Pour le reste des FE, l’auteur présente les résultats suivants (figure 57).

Figure 57 : Fréquence des autres FE du cadre Self_motion (Alshehri 2014 : 10)

D’après les données présentées dans la figure, les corpus n’attestent pas d’une fréquence pour le FE Direction (à l’exception du verbe jarY (ىﺮﺟ) (courir) avec une fréquence très faible de 1 %). Quant au FE Source, les unités verbales anglaises walk et run évoquent plus fréquemment ce FE que les unités verbales ASM. Par contre, pour le FE Path et Area, les verbes ASM en font un plus grand usage (même si avec une faible fréquence). Le FE Goal a une bonne fréquence pour tous les verbes, sauf pour le verbe anglais run. À partir de ces résultats, l’auteur (ibid. : 11-12) tire la conclusion suivante :

The implication of differences between Arabic and English of the frequency of the specification of the spatial role is that generally in the self_motion events of walk and run, English speakers pay more attention to the beginning and end of the motion more than Arabic speaker. However, Arabic speakers seem to pay slightly more attention to the trajectory and area of the motion events. This difference highlights that walk and run and their Arabic counterparts have some semantic differences.

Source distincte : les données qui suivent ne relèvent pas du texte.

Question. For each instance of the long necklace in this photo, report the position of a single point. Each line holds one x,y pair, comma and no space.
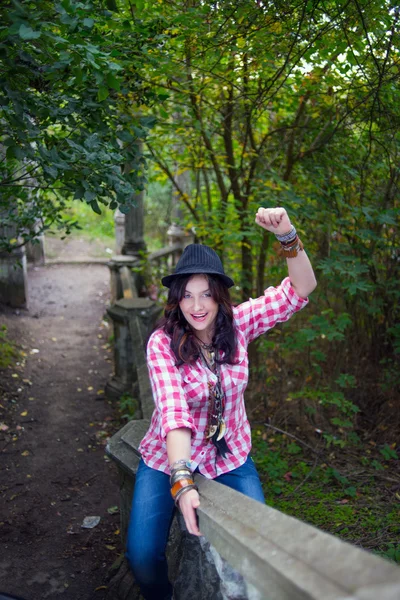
216,427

Pour les quatre verbes combinés avec tous les FE analysés, les résultats suivants sont obtenus (figure 58 et 59).

Figure 58 : Traits sémantiques du FE Self_mover pour tous les verbes analysés (Alshehri 2014 : 12)

Figure 59 : Fréquence des non-core FE pour tous les verbes analysés (Alshehri 2014 : 13)

D’après les figures, les traits sémantiques du FE Self_mover sont presque identiques pour tous les verbes, les plus fréquents étant les traits Humain et Animal. Les traits Vehicle et Inanimate relèvent d’une classification de Talmy (1985) selon laquelle deux catégories existent pour la notion de motion : self-agentive, qui désigne les entités comme Humain et Animal, et non-agentive, qui désigne les entités comme les objets concrets. De ce fait, les entités de type self-agentive (Humain et Animal selon l’analyse) sont considérés comme étant prototypiques du cadre Self-motion. Cela explique la raison de la haute fréquence des traits Humain et Animal par rapport à Vehicle et Inanimate. Pour le reste des FE, nous remarquons les différences entre les deux langues, à l’exception du FE Direction, où les deux langues expriment la même réalité.

Enfin, nous signalons que les analyses faites sur le cadre Self_motion n’ont pas fait l’objet d’une application pratique. De plus, l’auteur a mené une recherche sur un nombre limité de verbes dans les deux langues, ce qui ne permet pas, à notre avis, de faire des généralisations sur les verbes en ASM de point de vue de leur traitement sous l’angle de la théorie de la Sémantique des cadres. Cependant, dans la section 4.4.2.2, nous présentons une tentative de construction d’un FrameNet pour l’ASM.